SV: It’s a public hanging. The thing is, some of us are looking for the last-minute reprieve, and some of us are not. Unlike you, or Nick (Josh Schell) , or Honey (Megan Trout), I am always happy to interfere. Do you know, the last time you asked my opinion about anything was about an acid-wash jacket you couldn’t decide to buy?
ZE: I wore that jacket today. And I do have a soft spot for the diffident. Nick and Honey, will they leave or won’t they? They so obviously don’t want to be there and yet can’t seem to tear themselves away. Honey at least has the sense to drink herself out of it.

SV: And vomit, a lot of the time.
ZE: Josh Schell’s Nick is such a sincere Tom Buchanan of an all-American sportsman, this could very well be his first encounter with irony. The first time anyone spoke to him without the deference due his pedigree. This is a man who knows a locker room. What can he do but plunge forward with brute physicality?

SV: Maybe shut up and drink his Negroni? Because let’s face it, conditions are perfect. Nina Ball’s excellent, pared-down stage design works just as well for “WAVW?” as it does for Chris Chen’s “Caught.” There is no couch, table, bed, or chair. Not even a vase of large flowers. The stage is an expanse of parquet flooring interrupted only by a recessed staircase leading to two ledge-balconies above. Beneath them, two bars holding back-lit liquor bottles shining in their niches like miniature madonna statues. Basically, the set is: drinking.
ZE: A blank page?
SV: A blank stage.
ZE: You never want to see an actor act drunk. These guys more or less finessed it. But at its best the physicality of play shows pure Mark Jackson. Took me back to “The Death of Meyerhold.” Those moments when everything that need be said was said in a high knee step, the twist of a foot, a dart-thrown tulip, the saucy opening of a fresh man-hip. Josh Schell bounds up the stairs, two at time, hulking and simian, after his stone-drunk wife.
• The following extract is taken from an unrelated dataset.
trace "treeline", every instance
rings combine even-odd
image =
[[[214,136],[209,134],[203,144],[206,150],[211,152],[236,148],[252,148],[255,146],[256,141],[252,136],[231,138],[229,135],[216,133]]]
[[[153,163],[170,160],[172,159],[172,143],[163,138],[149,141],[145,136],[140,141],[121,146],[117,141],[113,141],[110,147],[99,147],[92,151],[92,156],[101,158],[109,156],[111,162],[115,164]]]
Bounds into his hostess’s bed.
SV: The thing I liked most of all in the play—aside from the idea of ice cubes made from tears—is Martha’s fluidity.
ZE: Remember, we guessed she was a dancer?
SV: Her quick bends, the twisting, turning, sliding across the stage… I felt my own knees wince. And it’s from Martha we feel the most hatred, envy, and pathos.
ZE: That dance scene, between Nick and Martha, had to be the climax. Her 60s mod to his Geico lizard shuffle—never have two people wanted so hard to use each other as those two in that moment. It was dire and hilarious. You were laughing out loud. We were laughing out loud.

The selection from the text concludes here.